1. Background and Purpose Miyakawa et al. (2021) observed that during the deposition of the Morozaki Group, the Utsumi Fault functioned as a normal fault, creating a fault cliff approximately 1,000 meters high. In addition, research by Nagoya High School Earth Sciences Club (2025) noted that the paleo-dip direction reconstructed from deformation of load casts does not match the paleo-dip direction indicated by cross-laminae. This suggests that the turbidity currents impinging on the fault cliff may have been deposited on the reverse slope. We conducted the additional investigation to increase the measurement of paleo-dip directions and paleo-current directions for every horizon, and to examine the characteristics of sedimentation under the deep sea nearby active fault.
2. Data and Analysis Methods Sedimentary structures in the Toyohama Formation of Miocene Morozaki Group, exposed at low tide along the coast of Toyohama Sakai in Minamichita -town, Chita District, Aichi Prefecture, were investigated. Using a geological compass and the Geoclino app for iPhone, we simultaneously recorded the strike and dip of the bedding plane and lineation of both direction of paleo-dip and direction of paleo-current. The paleo-current direction was determined by measuring cross-laminae and transvers erosional marks as described by Allen (1971) noting that the wider and deeper parts of transverse erosional marks indicate the upstream side of the flow. Furthermore, following Moretti et al. (2001), paleo-dip direction was the opposite at the direction in which the load casts slant diagonally downward.
3. Results Our observations reveal notable differences between outcrop areas. On the offshore side (lower), many cross-laminae indicate a predominantly southeastward paleo-current direction parallel to the Utsumi Fault. Conversely, on the national highway side (upper), cross-laminae commonly record a flow from eastward to east-southeast. The paleocurrent direction inferred from transverse erosional marks generally follows an eastward trend along the fault; however, one cross-lamina immediately above these marks displays a flow diverging from the fault. Similarly, the paleo-dip direction determined from deformation load scars trends away from the fault, yet an adjacent cross-lamina shows a flow parallel to it in an easterly direction. Other cross-laminae consistently exhibit an eastward paleo-current parallel to the fault, while some stratigraphic layers indicate a westward flow away from the fault. Spiral structures of Turritella pointing eastward along the fault further support the interpretation of a normal water flow from west to east.

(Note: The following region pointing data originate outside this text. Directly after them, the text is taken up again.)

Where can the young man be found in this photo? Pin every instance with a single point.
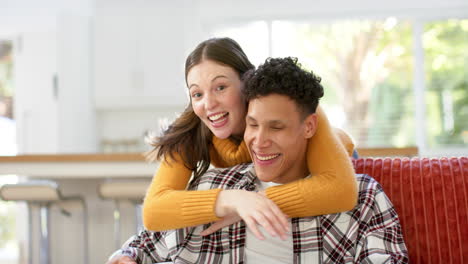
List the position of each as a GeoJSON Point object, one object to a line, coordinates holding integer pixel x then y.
{"type": "Point", "coordinates": [281, 117]}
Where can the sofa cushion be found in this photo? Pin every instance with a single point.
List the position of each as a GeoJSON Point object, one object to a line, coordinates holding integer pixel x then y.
{"type": "Point", "coordinates": [431, 199]}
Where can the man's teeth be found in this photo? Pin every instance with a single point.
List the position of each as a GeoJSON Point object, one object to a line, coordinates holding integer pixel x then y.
{"type": "Point", "coordinates": [216, 117]}
{"type": "Point", "coordinates": [267, 157]}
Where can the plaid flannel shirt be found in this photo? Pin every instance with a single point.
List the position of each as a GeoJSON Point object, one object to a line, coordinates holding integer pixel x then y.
{"type": "Point", "coordinates": [370, 233]}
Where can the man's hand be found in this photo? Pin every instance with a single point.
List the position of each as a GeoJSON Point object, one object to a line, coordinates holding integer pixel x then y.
{"type": "Point", "coordinates": [254, 208]}
{"type": "Point", "coordinates": [121, 259]}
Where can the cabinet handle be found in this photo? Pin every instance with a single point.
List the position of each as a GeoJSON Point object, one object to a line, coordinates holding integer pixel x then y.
{"type": "Point", "coordinates": [55, 86]}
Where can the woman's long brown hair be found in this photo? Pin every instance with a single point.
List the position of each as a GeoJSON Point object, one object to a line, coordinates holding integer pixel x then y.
{"type": "Point", "coordinates": [188, 135]}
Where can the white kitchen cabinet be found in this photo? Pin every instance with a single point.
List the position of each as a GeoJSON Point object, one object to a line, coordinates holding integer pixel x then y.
{"type": "Point", "coordinates": [139, 61]}
{"type": "Point", "coordinates": [53, 102]}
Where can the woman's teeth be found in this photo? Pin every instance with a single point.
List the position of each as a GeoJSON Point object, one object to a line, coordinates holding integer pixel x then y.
{"type": "Point", "coordinates": [264, 158]}
{"type": "Point", "coordinates": [217, 117]}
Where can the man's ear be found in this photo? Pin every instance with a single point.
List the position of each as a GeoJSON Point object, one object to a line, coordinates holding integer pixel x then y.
{"type": "Point", "coordinates": [310, 125]}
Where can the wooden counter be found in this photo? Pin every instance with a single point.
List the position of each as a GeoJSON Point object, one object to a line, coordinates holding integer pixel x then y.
{"type": "Point", "coordinates": [119, 165]}
{"type": "Point", "coordinates": [78, 165]}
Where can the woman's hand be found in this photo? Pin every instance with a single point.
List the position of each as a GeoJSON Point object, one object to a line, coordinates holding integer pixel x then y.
{"type": "Point", "coordinates": [254, 208]}
{"type": "Point", "coordinates": [120, 259]}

In addition, several glendonite concretions were identified in an outcrop located on private land near the national highway.
4. Discussion and Future Issues Two primary paleo-current directions emerged: one that follows the Utsumi Fault and another along the paleo-dip direction. This suggests that, during deposition, dominant water flows were directed along the fault, encountering instances where turbidity currents ascended and descended the fault cliff. The consistent paleocurrent orientation on the offshore side, which is in close proximity to the fault, contrasts with the greater variability observed on the national highway side, approximately 500 meters away. This spatial difference highlights the significant influence of the fault on flow direction, with more dispersed flow patterns occurring further from the barrier. During the March–April 2025 survey season, the Geoclino for iPhone application was used to gather paleocurrent data from more than 100 locations; however, integrating this dataset into our current column map presented some challenges. Moving forward, we plan to systematically organize these measurements to enhance the interpretability of our presentations. Furthermore, we intend to explore the use of stereo nets and rose diagrams for a more effective visualization of directional data. Notably, two stratigraphic horizons—one marked by transverse erosional marks and another by deformation of load casts scars—exhibit excellent continuity and may serve as key beds. Together with characteristic tuff layers, these markers could form the basis for establishing a standard stratigraphic framework for the Toyohama Formation.
Acknowledgments We gratefully acknowledge the cooperation of the private landowners, whose access to outcrops displaying transverse erosional marks and glendonite concretions was essential for our survey and sampling efforts.